The downside to this of course it that once again core system is becoming a balance feature, which means that any claim along the lines of "oh well if you like micromanaging your empire you can just mod it to be 100 base or something ridiculous" is made even less valid, since removing one balance-relevant feature without replacing it (obviously) throws of balance, as well as making several bonuses worthless, making modding it out a far more complicated task than implied.

This of course means that addressing the concerns of those who don't like the core/sector system as is will become more important (though if the bonuses to core systems are sufficiently cheap it may be that these concerns are already addressed, though it does mean that if you care about having control over your planets at all you are, as mackau has said, somewhat railroaded. Either way, we'll see how 1.5 and 1.6 work regarding this - hopefully the increased customisability of governments will help).
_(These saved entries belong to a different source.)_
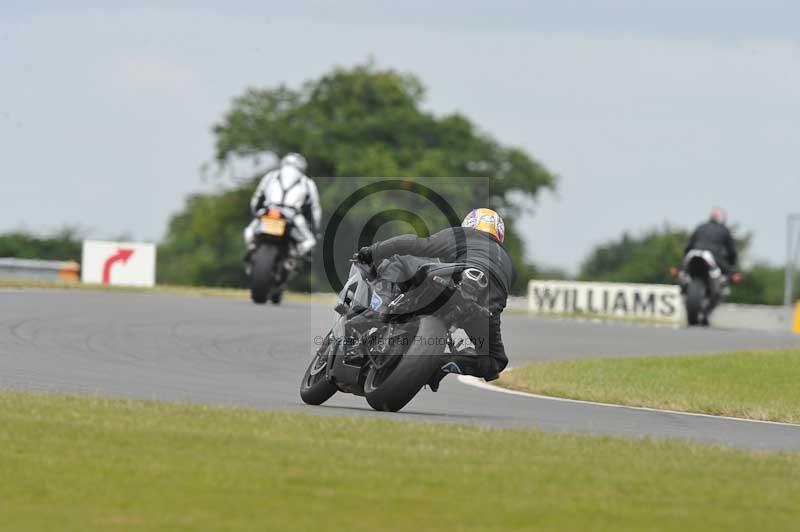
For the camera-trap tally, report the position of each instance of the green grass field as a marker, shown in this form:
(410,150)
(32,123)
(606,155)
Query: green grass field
(754,385)
(70,463)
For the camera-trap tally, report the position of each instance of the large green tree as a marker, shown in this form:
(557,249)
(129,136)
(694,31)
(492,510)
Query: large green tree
(353,125)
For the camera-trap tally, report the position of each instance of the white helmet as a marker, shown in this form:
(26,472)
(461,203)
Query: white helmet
(296,160)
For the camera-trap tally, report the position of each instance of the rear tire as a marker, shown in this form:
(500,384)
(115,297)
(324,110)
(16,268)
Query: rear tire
(261,275)
(315,388)
(695,293)
(392,392)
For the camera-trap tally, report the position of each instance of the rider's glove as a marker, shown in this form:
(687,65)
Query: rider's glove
(364,255)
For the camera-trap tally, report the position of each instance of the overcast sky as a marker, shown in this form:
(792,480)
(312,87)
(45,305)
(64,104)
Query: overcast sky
(649,112)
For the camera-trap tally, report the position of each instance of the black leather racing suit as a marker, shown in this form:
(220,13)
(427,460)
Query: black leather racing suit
(482,251)
(716,238)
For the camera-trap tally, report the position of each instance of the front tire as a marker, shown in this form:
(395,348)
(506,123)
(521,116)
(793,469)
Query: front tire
(261,276)
(391,392)
(315,388)
(695,293)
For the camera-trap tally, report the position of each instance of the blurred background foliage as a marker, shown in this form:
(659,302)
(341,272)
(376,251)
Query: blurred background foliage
(355,125)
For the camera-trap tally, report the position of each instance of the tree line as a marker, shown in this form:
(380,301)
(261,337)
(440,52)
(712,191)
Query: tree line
(355,125)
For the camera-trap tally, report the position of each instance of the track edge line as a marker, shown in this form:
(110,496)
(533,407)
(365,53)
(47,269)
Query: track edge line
(479,383)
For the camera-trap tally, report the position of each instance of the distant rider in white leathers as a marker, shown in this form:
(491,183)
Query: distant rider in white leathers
(295,195)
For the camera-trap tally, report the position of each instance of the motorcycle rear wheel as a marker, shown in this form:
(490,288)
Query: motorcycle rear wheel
(393,389)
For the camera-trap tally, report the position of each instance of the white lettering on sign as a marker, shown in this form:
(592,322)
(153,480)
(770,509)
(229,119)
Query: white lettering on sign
(118,263)
(660,302)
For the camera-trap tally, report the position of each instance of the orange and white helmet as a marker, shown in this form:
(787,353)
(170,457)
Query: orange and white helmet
(718,215)
(486,220)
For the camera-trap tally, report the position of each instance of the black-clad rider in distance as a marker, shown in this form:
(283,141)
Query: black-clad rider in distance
(479,244)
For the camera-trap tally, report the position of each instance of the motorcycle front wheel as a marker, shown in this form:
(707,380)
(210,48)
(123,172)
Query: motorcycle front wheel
(262,272)
(390,387)
(695,293)
(315,388)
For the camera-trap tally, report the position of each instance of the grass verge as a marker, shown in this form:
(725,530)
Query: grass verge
(235,293)
(749,384)
(81,463)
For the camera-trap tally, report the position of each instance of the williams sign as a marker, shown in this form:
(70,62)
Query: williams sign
(651,301)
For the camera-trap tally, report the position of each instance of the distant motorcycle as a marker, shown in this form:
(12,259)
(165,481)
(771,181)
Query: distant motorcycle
(703,285)
(269,264)
(392,329)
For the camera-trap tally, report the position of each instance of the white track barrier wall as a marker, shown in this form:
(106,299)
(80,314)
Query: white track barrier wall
(119,263)
(648,301)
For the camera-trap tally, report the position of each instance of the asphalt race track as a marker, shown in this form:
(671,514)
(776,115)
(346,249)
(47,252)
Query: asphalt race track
(228,351)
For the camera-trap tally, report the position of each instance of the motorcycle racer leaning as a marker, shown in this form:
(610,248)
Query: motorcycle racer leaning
(714,236)
(478,243)
(294,193)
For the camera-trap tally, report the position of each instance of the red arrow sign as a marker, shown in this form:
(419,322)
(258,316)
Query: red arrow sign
(123,254)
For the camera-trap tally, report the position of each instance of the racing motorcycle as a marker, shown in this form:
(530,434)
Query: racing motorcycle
(270,266)
(392,330)
(703,285)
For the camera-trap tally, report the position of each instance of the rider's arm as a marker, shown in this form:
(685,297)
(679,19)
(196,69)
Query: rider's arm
(440,245)
(316,208)
(690,243)
(730,247)
(496,348)
(258,195)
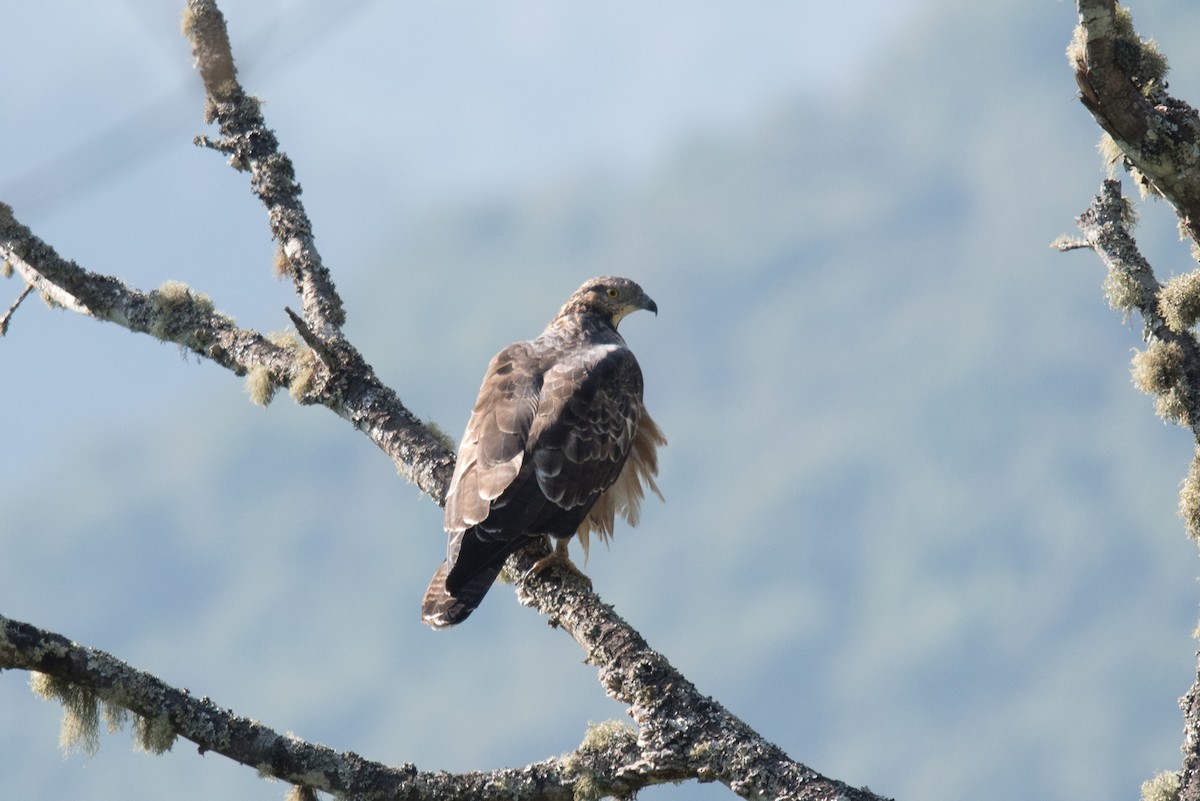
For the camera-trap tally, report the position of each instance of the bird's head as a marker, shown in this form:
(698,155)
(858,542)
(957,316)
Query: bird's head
(609,296)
But if it doesn't (or even if it does), an expansion with one focus on sectors and vassals would be pretty cool somewhere down the line IMO. (Maybe some kind of centralization mechanic, with low centralization giving sectors more autonomy and very low making them nearly vassals, with their own ethics and laws and with high centralization allowing things like building in sectors but having higher bureaucratic costs?).

If the techs to increase the limit are plentiful and show up early enough, then I think this will not really be the world-shattering crisis that it looks like it will be.
 
Gotta say, I haven't been this excited about Stellaris since before launch, and now my excitement is based on the concrete changes you've laid out in this update, and not just in hype.

It looks like you guys at PDX have really listened to the community's suggestions and complaints, and more than that, you've actually examined & re-worked some of the core mechanics of Stellaris in an effort to improve them. That is incredible. PDX is the only game designer I know of that will re-work and redesign core mechanics in a huge way to improve the game long after release.

Some of the little changes in those notes are going to make such a huge impact on the game. So thank you guys for all of your hard work. I've been really bummed out by the state of game-play in Stellaris for a long time, and this expansion and update looks like it's going to be a huge breath of fresh air for the game. I can't wait to try out this expansion.

Thanks for making space great again ... again.
 
Why? Afaik the AI can't use it properly anyway.
Of course they can, even if in bugged vanilla 1.4. In mod that fixes bugs away, they are even more capable to do the chain.